All of them helped me escape, and we’ve been driving ever since to get me home.
Well, back to my mother at least. Although I’ve lived in South Africa for about sixteen years, my home is really in America.
After this, I will have to make a choice about my life.
I didn’t expect these changes, but I can never return here.
I’ll be a target for the Brigade for the rest of my life if I stay.
This family has sacrificed too much helping me, and for them I won’t risk it again.
I won’t take that chance. I don’t want the Brigade to ever link us together or come after them.
We come to a stop, and the engine shuts off.
The door opens, and someone boards the bus.
It’s the border patrol. The guard asks where we are headed and who we are.
He asks who I am, demanding to know why I didn’t present myself for inspection.
The family explains I am their cousin and sleeping off motion sickness.
The heavy tread of the guard’s boots grows louder as he walks down the aisle toward me.
“Who are you?” he says in English as he pokes me in the back with something. I groan in pain from the contact and hope he thinks it’s from me waking up. But I answer his question while keeping my face covered and turned away from him.
“Rinda. My name is Rinda,” I say in Tswana, using the alias the family gave me of a relative.
I hope the Southern American accent many say they still hear in my speech isn’t noticed by this guard.
I keep my head down under the covers.
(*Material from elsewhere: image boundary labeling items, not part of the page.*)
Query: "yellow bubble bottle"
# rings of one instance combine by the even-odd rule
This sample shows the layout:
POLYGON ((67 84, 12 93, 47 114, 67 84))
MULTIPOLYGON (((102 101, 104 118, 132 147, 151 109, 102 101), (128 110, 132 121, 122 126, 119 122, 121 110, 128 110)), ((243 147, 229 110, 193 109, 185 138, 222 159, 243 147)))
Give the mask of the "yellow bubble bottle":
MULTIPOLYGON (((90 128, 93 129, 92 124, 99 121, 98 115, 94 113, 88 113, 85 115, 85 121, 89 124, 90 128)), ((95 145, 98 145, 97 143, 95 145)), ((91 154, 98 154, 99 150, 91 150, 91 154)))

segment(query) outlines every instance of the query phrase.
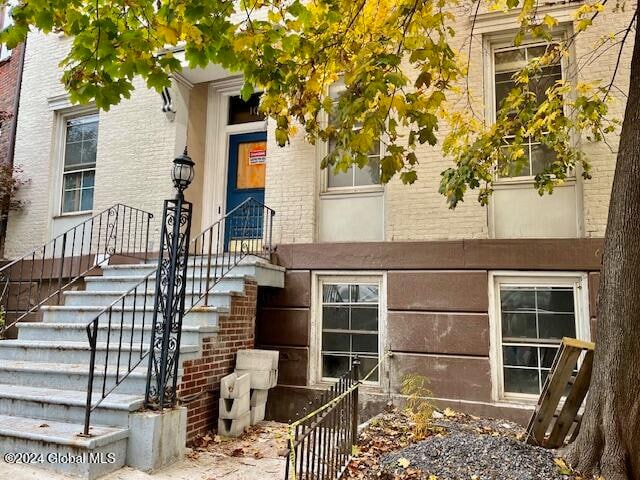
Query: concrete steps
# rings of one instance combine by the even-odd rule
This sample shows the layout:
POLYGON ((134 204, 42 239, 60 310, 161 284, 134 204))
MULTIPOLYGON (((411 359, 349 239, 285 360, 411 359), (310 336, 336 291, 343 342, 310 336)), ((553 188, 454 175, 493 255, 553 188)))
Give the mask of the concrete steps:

My dirty, knotted hair makes it look like I have long dreadlocks.
I stopped worrying about how I smelled days ago.
It took me over a day to get to the village after the attack.
I’m lucky the natural predators didn’t take me down or that the Brigade didn’t come back to see if anyone survived. They were sure they killed everyone.
“Okay.” The border patrol officer moves back to the front of the bus.
The whole bus has been converted into a home.
The family borrowed it from another relative to take me to South Africa.
“Pass,” the guard says just before I hear the door close.
I don’t relax yet because I’m still scared.
Until I’m in the consulate and safe, I won’t breathe a sigh of relief.
We make our way into South Africa and continue to our destination.
I struggle with consciousness as the blood loss is becoming almost too much for my body.
The fever chills my skin, and no amount of blankets can make me warm.
The nurse gave me some of their precious pain meds before we set out.
The family was able to procure me a second dose.
But now the meds are wearing off, and the pain is so intense it makes me nauseous.
When we arrive outside the consulate, I know I’ll have to walk to the entrance and ask for my mom.
I’m going to have to stand on my injured leg again.
Just the motion of swinging my legs off the bunk makes my stomach roll.
I choke back the vomit rising in my throat and breathe through my nose.
I’ve barely eaten because of the pain and nausea.
As soon as my boot hits the floor, the pain overwhelms me. I fold in half, ready to just die, but I can’t. My hand goes to my precious bundle. I’ll do whatever I have to for my baby.
I’m almost there. I’m almost to safety. My vision is haloed from the fever and dizziness. Gorata slips several of her bracelets off her wrist and hands them to me. I shake my head to decline them, but she slips them on my wrist anyway.
“You keep. To remember me.” Her voice is soft and comforting.
“I’ll never forget everything you’ve done for me. You and your family will always be in my heart. Thank you,” I say in hushed tones to her and her family, hugging them all.
It’s true. If I survive this, I’ll never forget them.
I hobble off the bus and limp toward the guards at the gate. Blood fills my boot as I move closer to them. The squelching sound turns my stomach. They lift their weapons in caution, and I raise my hands, ignoring the nausea.
“I’m an American. Sharon Parrish is my mother.” Those are the only words that come from my mouth before my body goes slack and I collapse to the ground.
A guard pulls me to him, cradling me close. I scream in pain as he holds me. Blood begins to spread across the pavement beneath us from my wounds.
I force my eyes to stay open. I won’t pass out until I see her. My mom needs to know that I love her. That she was my last thought. Her and the unborn baby I carry.
“Sydney,” I hear her cry out, and my eyelids fall closed. I never get to tell her I love her.